ABS adalah singkatan dari Asal Bapak Senang (sebutan untuk kata-kata, sikap manis yang dilakukan untuk menyenangkan hati atasan). Istilah ini semakin santer bermakna demikian saat jaman Orde Baru. Sekarang-sekarang ini istilah ini mulai meluas lingkupnya, bisa berarti Asal Boss Senang, Asal Bapak (Guru) Senang, Asal Bu (Guru) Senang. Memang maknanya masih serupa yaitu perilaku baik ucapaan maupun perbuatan yang dilakukan hanya untuk membuat orang lain senang.
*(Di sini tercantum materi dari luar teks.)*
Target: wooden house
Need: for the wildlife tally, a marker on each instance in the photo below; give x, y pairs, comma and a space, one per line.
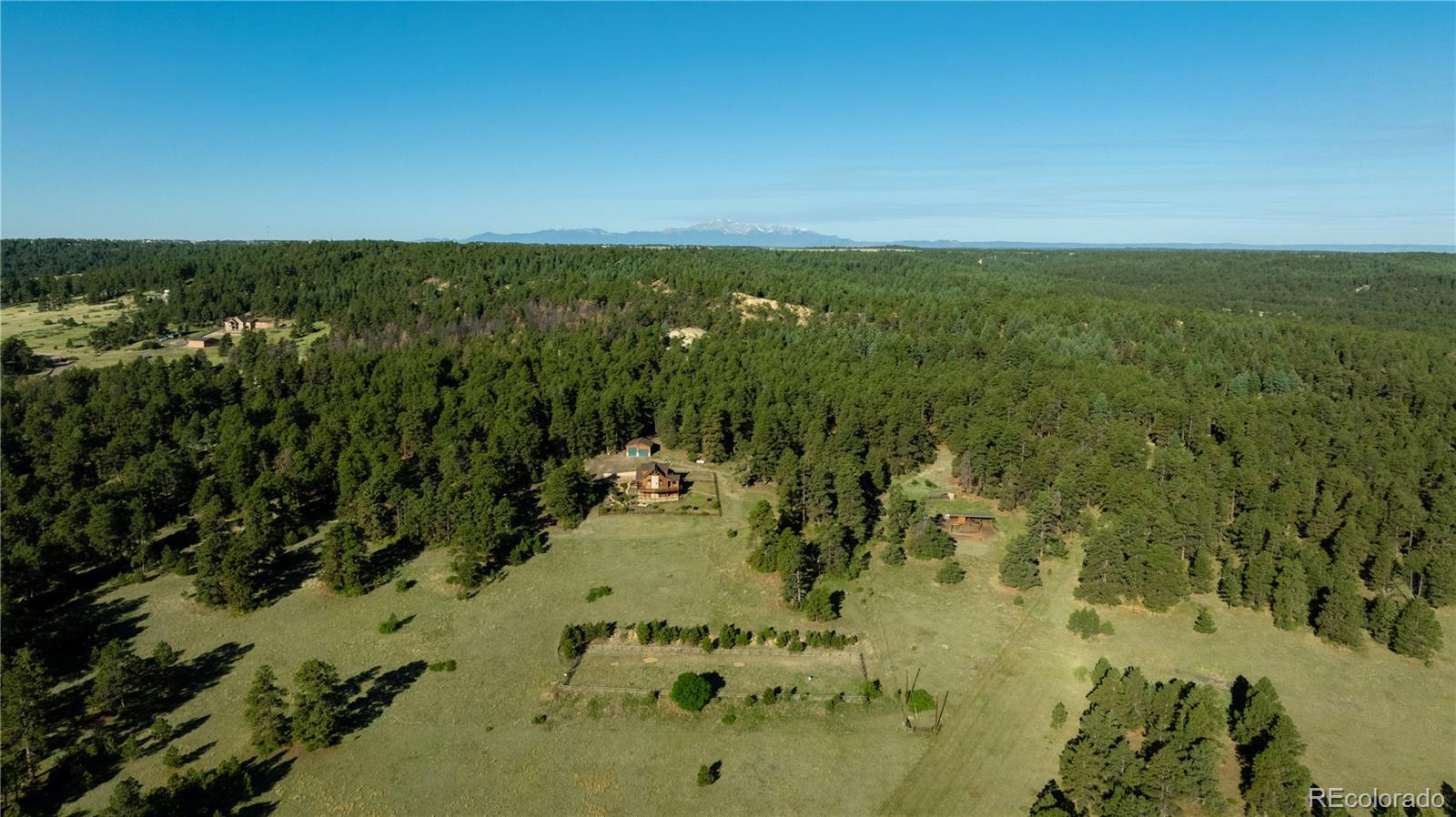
641, 448
245, 322
655, 482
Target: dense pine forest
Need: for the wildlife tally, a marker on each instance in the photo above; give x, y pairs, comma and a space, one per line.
1278, 427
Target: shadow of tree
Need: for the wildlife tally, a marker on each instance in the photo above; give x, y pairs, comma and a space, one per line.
188, 727
354, 683
264, 773
386, 562
197, 753
288, 572
368, 708
82, 625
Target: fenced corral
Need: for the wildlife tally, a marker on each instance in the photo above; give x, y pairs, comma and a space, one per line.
622, 666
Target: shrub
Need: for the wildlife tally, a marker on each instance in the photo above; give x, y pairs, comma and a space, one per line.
870, 689
708, 775
1087, 623
1205, 620
160, 730
950, 572
921, 701
822, 605
692, 692
574, 638
929, 542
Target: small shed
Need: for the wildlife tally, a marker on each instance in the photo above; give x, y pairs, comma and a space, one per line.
641, 448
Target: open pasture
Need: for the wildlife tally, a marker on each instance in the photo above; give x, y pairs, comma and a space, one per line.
465, 741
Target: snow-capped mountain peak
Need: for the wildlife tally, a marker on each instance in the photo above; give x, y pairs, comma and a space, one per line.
737, 227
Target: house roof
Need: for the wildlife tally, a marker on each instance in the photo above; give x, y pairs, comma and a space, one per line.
657, 468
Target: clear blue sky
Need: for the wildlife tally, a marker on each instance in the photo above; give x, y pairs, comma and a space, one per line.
1120, 123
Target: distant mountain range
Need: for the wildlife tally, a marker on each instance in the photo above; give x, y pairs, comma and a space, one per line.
737, 233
Walaupun mungkin perkataan atau perbuatan tersebut tidaklah baik/benar tapi tetap dilakukan agar dipandang patuh/menurut atas apa yang diperintahkan. Perilaku tersebut bisa muncul dikarenakan adanya pertentangan dari dalam diri seseorang akibat dari timbulnya rasa takut akan ancaman dan hukuman serta keinginan untuk “dianggap” baik/patuh. Dewasa ini dalam dunia pendidikan sikap semacam ini sering dilakukan oleh beberapa siswa untuk “membuat senang” bapak/ibu gurunya dengan memunculkan sikap/karakter palsu.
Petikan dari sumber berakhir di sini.